Cllr Peter Popple, who represents the Northstead ward on Scarborough Council and holds the cabinet portfolio for harbours, wrote to Maria Damanaki, the EU Fisheries Commissioner, in December.
He told her of the “devastating impact” of the rules on the fishing fleet in Scarborough and its surrounding areas.
Fishermen are often forced to discard perfectly good fish to fall into line with fishing quotas. Quotas were introduced in an attempt to protect fish stocks and prevent overfishing.
In her reply to Cllr Popple, Commissioner Damanaki agreed that the EU’s common fisheries policy was in need of reform.
She said: “Tackling discards has been high on my agenda since I have taken office last year and I cannot agree with you more that we must eradicate this wasteful practice.
“I consider it a shameful waste that cannot be justified and that should certainly not be encouraged by EU or any other legislation.”
She said that in a review of fishing policy, due later this year, she would make concrete proposals which would mean fishermen were no longer forced to discard fish.
Commissioner Damanaki added: “I would like to inform you that we are currently working on reforming our policy to make it simpler, more effective, less top down and to give Member States in the EU more play in implementing it and taking local decisions.
“I am heartened by the interest that you and many citizens in the UK and other Member States take in this problem of reforming this policy and tackling discards of dead fish.”
Cllr Popple, who is also chairman of the Whitby Harbour Board, welcomed the response, calling it a “welcome re-think” by the EU.
He also revealed that he has invited Commissioner Damanaki to the borough of Scarborough to meet the area’s fishermen in person, and said he would be keen to go to Brussels himself if invited.
Cllr Popple said: “I wrote to Commissioner Maria Damanaki outlining the dire consequences EU fisheries policy has had on our fishing fleets, bringing them to the verge of collapse and bankruptcy.
“It takes a long time in Brussels to change things, but at least they have acknowledged the policy isn’t working.
“I do intend on keeping up our fight against the common fisheries policy until it has been discontinued and reformed.
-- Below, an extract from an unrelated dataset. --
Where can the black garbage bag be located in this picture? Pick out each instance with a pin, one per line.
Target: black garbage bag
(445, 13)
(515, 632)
“If we lose our trawlers it will change the character of our harbours forever.”
During the 1980s, 130 trawlers fished out of Scarborough, Whitby and Bridlington. That figure has fallen to 12, with only eight remaining in Scarborough.
Many of the town’s fishermen blame European fishing policy for the dramatic decline. As well as fishing quotas, the number of days which fishermen are allowed to spend at sea is also limited.
The proposed reforms will be put before the European parliament within two years.